Ahmad Khatib al-Minangkabawi, adalah seorang ahli fikih dan ulama besar Minangkabau yang menulis sejumlah buku mengenai masalah agama dan kemasyarakatan. Ia lahir di Bukittinggi, Sumatera Barat. Ada dua pendapat mengenai tahun kelahirannya. Menurut HAMKA, ia lahir pada 1276 H/1860 M, sedangkan menurut Deliar Noer, seorang cendekiawan Islam, pada 1855.
Ayahnya bernama Abdul Latif. Dari pihak ayah, Ahmad Khatib bersepupu dengan KH Agus Salim, seorang cendekiawan dan pemimpin Islam yang berpengaruh. Ibu Ahmad Khatib adalah Limbak Urai, anak Tuanku Nan Renceh, seorang ulama Paderi terkemuka. Dari pihak ibu, Ahmad Khatib adalah saudara sepupu Syekh Taher Jalaluddin, seorang ulama besar Minangkabau lainnya. Dilihat dari keturunan ayah dan ibu, Ahmad Khatib berasal dari keluarga terpandang di Minangkabau pada zamannya.
Setelah menyelesaikan sekolah rendah, Ahmad Khatib diduga sempat belajar di sekolah Raja di Bukittinggi. Kemudian dia melanjutkan pelajarannya ke Mekah (menurut HAMKA pada 1871, sedangkan menurut Deliar Noer tahun 1876). Berkat kecerdasan dan ketekunannya dalam mendalami ilmu agama, ia berhasil mencapai kedudukan sebagai Imam Besar Masjidilharam dalam Mazhab Syafi‘i.
Ahmad Khatib adalah murid kesayangan Syekh Saleh Kurdi, seorang hartawan keturunan Kurdi. Setelah 10 tahun bermukim di Mekah, Ahmad Khatib menikah dengan putri Saleh Kurdi yang bernama Khadijah.

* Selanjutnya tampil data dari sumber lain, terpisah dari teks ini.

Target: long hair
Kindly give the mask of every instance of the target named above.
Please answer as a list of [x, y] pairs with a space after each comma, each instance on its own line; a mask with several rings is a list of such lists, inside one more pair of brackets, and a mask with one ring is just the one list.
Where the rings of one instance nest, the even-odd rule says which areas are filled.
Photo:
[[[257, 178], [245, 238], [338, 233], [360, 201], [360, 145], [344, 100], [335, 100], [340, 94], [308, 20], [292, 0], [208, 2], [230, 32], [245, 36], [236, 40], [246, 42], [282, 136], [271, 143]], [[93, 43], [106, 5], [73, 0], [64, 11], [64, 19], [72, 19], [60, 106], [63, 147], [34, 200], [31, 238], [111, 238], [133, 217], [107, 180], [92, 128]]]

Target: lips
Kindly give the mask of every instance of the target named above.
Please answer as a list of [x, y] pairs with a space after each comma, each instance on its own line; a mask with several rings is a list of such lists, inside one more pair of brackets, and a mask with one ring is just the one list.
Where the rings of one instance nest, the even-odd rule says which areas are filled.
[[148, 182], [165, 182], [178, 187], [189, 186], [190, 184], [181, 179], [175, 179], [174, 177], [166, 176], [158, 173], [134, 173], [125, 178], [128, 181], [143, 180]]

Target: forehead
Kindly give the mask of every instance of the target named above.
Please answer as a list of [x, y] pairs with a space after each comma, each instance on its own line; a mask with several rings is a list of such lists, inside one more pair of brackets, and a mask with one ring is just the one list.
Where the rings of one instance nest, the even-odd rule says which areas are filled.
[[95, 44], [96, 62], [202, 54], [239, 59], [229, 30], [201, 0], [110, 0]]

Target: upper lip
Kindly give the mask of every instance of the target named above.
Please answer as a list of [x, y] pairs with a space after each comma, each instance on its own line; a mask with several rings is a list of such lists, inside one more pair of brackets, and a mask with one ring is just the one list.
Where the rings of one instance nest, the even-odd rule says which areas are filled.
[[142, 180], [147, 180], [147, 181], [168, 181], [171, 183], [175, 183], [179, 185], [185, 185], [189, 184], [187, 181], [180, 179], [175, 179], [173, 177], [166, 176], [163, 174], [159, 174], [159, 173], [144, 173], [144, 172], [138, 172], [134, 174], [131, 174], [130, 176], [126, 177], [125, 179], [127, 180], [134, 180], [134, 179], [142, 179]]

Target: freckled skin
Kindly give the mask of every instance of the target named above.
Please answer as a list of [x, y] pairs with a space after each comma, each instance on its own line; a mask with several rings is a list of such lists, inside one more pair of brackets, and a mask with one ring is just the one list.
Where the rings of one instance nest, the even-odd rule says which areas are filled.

Sepanjang hayatnya dihabiskannya di Mekah sebagai guru. Walaupun demikian, hubungan Ahmad Khatib dengan daerah asalnya tetap berjalan baik melalui orang yang menunaikan ibadah haji dan yang belajar kepadanya. Di antara muridnya yang terkenal di bidang agama adalah Syekh Muhammad Nur (mufti Kerajaan Langkat), Syekh Hasan Maksum (mufti Kerajaan Deli yang bergelar Imam Paduka Tuan), Syekh Muhammad Saleh (mufti Kerajaan Selangor), Syekh Muhammad Zain (mufti Kerajaan Perak), H Muhammad Nur Ismail (kadi Kerajaan Langkat), Syekh Jamil Jaho (pemimpin Persatuan Tarbiyah Islamiyah atau Perti), Syekh Muhammad Jamil Jambek, Syekh Ibrahim Musa, H Abbas Abdullah, Dr. Abdullah Ahmad, Dr. H Abdul Karim Amrullah, dan Syekh Sulaiman ar-Rasuli.
Semuanya adalah ulama terkemuka dari Minangkabau. Kemudian muridnya yang lain adalah Syekh Mustafa Husain dari Purba (Mandailing), KH Ahmad Dahlan (pendiri Muhammadiyah) dari Yogyakarta, dan KH Hasyim Asy’ari (pendiri Pondok Pesantren Tebuireng dan kemudian menjadi pemimpin Nahdlatul Ulama).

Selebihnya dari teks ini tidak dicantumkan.